Looking ahead to 2019, WakeEd is focused on several education policy initiatives at the state and local level. Development of WCPSS and Wake County Government budgets have already begun. The General Assembly will start its new biennial session on January 7 as several new members are sworn in, including six in Wake County alone.
WakeEd will be working with elected officials throughout the legislative and local budget seasons to promote effective public education policies and advocate for increased funding for specific initiatives in key operating areas of school spending.
State and local funding has been a contentious issue for several years. Critics of the General Assembly say that per-pupil spending is well below where it should be, and it has not fully recovered from the beginning of the Great Recession a decade ago. However, General Assembly leaders correctly say they have increased education funding, including teacher pay, for five consecutive years.
Since education funding gets a lot of attention at budget time, it’s easy to forget that other areas of state funding would benefit from increased spending or even experience increase costs out of the state’s control.
That said, there’s still room for improvement. North Carolina is still not the most competitive in public school spending in several categories. WakeEd fully supports increasing public education spending at the state level in the next budget. In education alone, there are several priorities that will draw the most attention. Those are expected to be:
- increased funding for Pre-K programs
- school security and safety,
- hiring more social workers, nurses, social workers, and psychologists,
- teacher recruitment and retention,
- making improvements to the new principal salary schedule, and
- state-wide school construction bond referendum for the 2020 election.
This is by no means an exhaustive list, but WakeEd will be working with legislators to provide them with the perspective of how these measures affect the state’s largest school district which also accounts for about 10 percent of the state’s entire student population.

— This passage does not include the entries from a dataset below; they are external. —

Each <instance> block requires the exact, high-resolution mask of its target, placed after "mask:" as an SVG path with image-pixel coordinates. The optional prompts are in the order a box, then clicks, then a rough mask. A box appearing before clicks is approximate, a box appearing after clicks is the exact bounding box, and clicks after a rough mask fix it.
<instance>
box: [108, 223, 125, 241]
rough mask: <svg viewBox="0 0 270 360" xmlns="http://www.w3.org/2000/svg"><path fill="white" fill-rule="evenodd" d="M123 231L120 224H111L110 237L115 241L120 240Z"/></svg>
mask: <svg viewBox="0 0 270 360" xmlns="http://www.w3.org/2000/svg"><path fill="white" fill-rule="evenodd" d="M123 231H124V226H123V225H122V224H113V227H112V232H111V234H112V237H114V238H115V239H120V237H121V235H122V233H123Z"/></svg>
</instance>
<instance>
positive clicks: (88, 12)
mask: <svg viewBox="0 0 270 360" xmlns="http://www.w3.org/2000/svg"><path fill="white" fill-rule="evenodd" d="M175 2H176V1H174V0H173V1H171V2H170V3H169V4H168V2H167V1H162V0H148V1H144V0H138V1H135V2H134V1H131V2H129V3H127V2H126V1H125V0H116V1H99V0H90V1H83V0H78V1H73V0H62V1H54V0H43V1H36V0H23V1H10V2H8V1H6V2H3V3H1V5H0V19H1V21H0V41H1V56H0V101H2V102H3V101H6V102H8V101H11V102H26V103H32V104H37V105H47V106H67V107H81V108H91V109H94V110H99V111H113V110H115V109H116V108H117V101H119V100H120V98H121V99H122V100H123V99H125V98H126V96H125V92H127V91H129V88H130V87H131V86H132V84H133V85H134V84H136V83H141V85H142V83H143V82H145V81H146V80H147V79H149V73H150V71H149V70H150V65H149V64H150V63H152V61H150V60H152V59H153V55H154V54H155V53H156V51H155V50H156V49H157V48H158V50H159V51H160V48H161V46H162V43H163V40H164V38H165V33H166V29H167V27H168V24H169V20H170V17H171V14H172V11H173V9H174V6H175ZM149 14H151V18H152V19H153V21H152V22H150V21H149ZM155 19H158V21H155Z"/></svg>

At the local level, public school funding remains the top priority for WakeEd’s advocacy. County Commissioners have increased spending on WCPSS consistently since 2015. Like the state, the county’s appointed leaders and the elected commissioners must balance increasing education funding with needs in other areas such as affordable housing, public health, parks and recreation, and public safety.
County government is in a tough position because it is often the last stop on the public education funding cycle, meaning it is often looked to for picking up the tab for school system spending when federal and state funding doesn’t cover the full cost of educating students.
Looking ahead to this budget cycle, WakeEd will continue to promote the message that the voters and business leaders in Wake County are overwhelmingly in favor of increasing funding for WCPSS so that the school system may continue to offer the best and most equitable educational opportunities for the 160,000 students enrolled in its 187 schools.
For WCPSS to continue to offer schools of first-choice rather than last-resort, the system needs to operate at a different level than most of the state’s 115 school systems. While state funding has increased, it has also not been adequate to meet Wake’s needs; and while county funding has increased, the local dollars spent on public education have also fallen short.
Although salaries often get the headlines, when spending doesn’t meet the need, it is the support system that feels the pinch. Schools aren’t cleaned as often. Small repairs and routine maintenance are delayed. Bus routes run longer. Supplies run out earlier and aren’t always replaced.
WakeEd is committed to carrying the message to elected and appointed leaders in the new year that public schools continue to need their unwavering support. Adequate funding is the top priority, because without it most of the best practices in education cannot be fully implemented.